Floridians for a Fair Democracy has more than 799,000 certified petition signatures, or about 33,000 more than the group needed to get the measure on the ballot. The group estimates about 1.5 million ex-felons would have their voting rights restored if voters approve. The measure needs 60 percent voter approval for passage.
Desmond Meade, the group's chairman, lauded those voters whose overwhelming support for the petition, put the measure on the ballot.
"Voters took matters in their own hands to ensure that their fellow Floridians, family members, and friends who've made past mistakes, served their time and paid their debts to society are given a second chance and the opportunity to earn back their ability to vote," Meade said.
Democrats and voting rights groups have long pressed for the restoration of felon voting rights.
Florida's ban on ex-felon voting — along with a voting list purge that took some non-felons of voting rolls — likely cost then-Vice President Al Gore the 2000 presidential election.

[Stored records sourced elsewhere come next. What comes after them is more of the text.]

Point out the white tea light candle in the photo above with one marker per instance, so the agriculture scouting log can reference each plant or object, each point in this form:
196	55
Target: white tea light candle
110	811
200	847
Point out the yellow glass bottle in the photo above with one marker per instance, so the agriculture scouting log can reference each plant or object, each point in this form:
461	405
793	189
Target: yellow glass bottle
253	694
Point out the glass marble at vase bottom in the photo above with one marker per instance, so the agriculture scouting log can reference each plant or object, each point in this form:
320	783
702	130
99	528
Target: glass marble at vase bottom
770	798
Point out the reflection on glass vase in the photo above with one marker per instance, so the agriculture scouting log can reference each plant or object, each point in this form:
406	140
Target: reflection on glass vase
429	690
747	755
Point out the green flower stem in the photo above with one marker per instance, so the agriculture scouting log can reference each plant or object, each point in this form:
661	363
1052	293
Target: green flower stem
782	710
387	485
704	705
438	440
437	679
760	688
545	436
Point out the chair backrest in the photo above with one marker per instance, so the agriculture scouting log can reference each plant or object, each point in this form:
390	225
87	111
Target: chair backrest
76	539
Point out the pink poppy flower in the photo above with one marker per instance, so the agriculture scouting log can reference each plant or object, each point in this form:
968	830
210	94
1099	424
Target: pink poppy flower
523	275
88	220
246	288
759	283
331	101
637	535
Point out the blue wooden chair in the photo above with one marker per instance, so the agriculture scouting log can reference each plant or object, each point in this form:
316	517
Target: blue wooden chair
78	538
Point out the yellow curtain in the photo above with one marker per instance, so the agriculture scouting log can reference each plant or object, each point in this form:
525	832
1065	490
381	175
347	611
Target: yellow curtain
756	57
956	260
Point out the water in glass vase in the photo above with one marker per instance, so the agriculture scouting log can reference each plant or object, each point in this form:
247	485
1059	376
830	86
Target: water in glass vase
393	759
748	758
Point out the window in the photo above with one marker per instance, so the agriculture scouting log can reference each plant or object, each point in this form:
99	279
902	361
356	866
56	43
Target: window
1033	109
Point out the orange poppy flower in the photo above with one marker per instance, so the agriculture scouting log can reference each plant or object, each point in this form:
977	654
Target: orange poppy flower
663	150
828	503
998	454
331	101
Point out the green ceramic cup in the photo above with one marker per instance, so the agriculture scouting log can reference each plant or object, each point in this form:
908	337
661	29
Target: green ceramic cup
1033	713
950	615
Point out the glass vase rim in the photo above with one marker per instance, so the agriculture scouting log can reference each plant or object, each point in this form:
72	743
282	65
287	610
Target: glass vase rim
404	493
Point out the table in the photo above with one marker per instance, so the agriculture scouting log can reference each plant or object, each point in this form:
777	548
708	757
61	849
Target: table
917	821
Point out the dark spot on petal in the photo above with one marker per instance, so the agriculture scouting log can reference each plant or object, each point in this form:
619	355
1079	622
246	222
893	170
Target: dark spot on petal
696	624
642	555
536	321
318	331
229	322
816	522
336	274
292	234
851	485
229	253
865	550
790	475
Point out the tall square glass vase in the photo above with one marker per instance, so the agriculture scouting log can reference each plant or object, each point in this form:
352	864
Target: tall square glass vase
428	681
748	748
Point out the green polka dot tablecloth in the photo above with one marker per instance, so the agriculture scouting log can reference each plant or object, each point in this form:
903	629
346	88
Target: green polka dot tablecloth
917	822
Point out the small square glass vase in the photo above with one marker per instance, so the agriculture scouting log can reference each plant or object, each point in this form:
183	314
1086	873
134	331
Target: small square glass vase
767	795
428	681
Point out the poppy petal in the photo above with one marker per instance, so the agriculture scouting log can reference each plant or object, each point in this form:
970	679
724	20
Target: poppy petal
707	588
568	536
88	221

Republican George W. Bush won Florida that year, and thus the White House, by 537 votes in an election that took five weeks to sort out.
And without the ban, Florida's presidential election could have had a different outcome last year. President Donald Trump carried Florida with fewer than 50 percent of the vote, beating Hillary Rodham Clinton 49 percent to 47.8 percent.

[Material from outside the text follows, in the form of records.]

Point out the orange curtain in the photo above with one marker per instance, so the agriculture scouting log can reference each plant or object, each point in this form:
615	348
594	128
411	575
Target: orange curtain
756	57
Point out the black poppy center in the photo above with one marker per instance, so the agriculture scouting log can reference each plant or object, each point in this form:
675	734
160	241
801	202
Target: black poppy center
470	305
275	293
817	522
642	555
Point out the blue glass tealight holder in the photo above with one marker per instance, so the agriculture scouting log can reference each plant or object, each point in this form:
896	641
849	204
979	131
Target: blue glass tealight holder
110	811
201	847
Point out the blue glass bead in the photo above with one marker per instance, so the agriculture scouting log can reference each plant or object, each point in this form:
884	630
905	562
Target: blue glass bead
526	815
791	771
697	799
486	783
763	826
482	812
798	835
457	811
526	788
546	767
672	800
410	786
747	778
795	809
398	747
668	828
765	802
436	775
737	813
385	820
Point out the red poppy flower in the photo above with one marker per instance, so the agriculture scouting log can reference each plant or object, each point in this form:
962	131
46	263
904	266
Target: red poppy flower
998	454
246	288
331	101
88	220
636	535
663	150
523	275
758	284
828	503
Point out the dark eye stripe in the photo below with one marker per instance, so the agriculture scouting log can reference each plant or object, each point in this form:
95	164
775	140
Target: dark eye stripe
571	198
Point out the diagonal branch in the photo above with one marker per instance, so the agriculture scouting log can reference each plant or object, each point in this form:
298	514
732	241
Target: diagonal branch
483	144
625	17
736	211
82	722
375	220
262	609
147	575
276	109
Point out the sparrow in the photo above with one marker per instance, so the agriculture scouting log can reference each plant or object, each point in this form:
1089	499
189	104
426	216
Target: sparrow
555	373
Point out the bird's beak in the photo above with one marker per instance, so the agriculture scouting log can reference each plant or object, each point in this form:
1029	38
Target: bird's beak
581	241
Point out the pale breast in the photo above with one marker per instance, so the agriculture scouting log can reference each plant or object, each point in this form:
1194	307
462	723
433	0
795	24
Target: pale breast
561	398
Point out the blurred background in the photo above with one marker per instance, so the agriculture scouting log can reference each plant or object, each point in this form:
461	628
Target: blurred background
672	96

Before the 2000 election, then-Secretary of State Katherine Harris hired a company to purge felons from the state's voting lists. But the process was flawed and many eligible voters were removed from rolls because of mistaken identity. Others were convicted of misdemeanors and not felonies.
Florida's current process for restoring voting rights to felons who have completed their sentences is a slow one. It requires a hearing, and applicants are often denied. If voters approve the amendment, felons would have their voting rights restored once they've concluded their sentences. Felons convicted of murder or sex offenses wouldn't be eligible.
Shortly after taking office in 2007, then-Republican Gov. Charlie Crist convinced two of the state's three Cabinet members to approve rules that would allow the parole commission to restore voting rights for non-violent felons without a hearing. Within a year, more than 100,000 ex-felons were granted voting rights.
But Gov. Rick Scott and the Cabinet ended automatic restoration of voting rights as one of Scott's first acts upon taking office in 2011.
"The governor has been clear that the most important thing to him is that felons can show that they can lead a life free of crime and be accountable to their victims and our communities," Scott spokeswoman Kerri Wyland said in an email.
Crist, now a Democratic U.S. representative, was joyful when told that the initiative will be on the ballot.
"That's great! That's wonderful!" he told The Associated Press in a phone interview.
Crist was one of the exceptions among Republicans in supporting felon voting rights restorations. Politically, felon voting rights restoration is seen as benefiting Democrats, largely because African-Americans are disproportionally affected by the ban, and they tend to overwhelmingly vote for Democrats.
"I thought it was very important to make a statement about how Florida has progressed and come into the modern era. Who among us doesn't deserve a second chance," Crist said.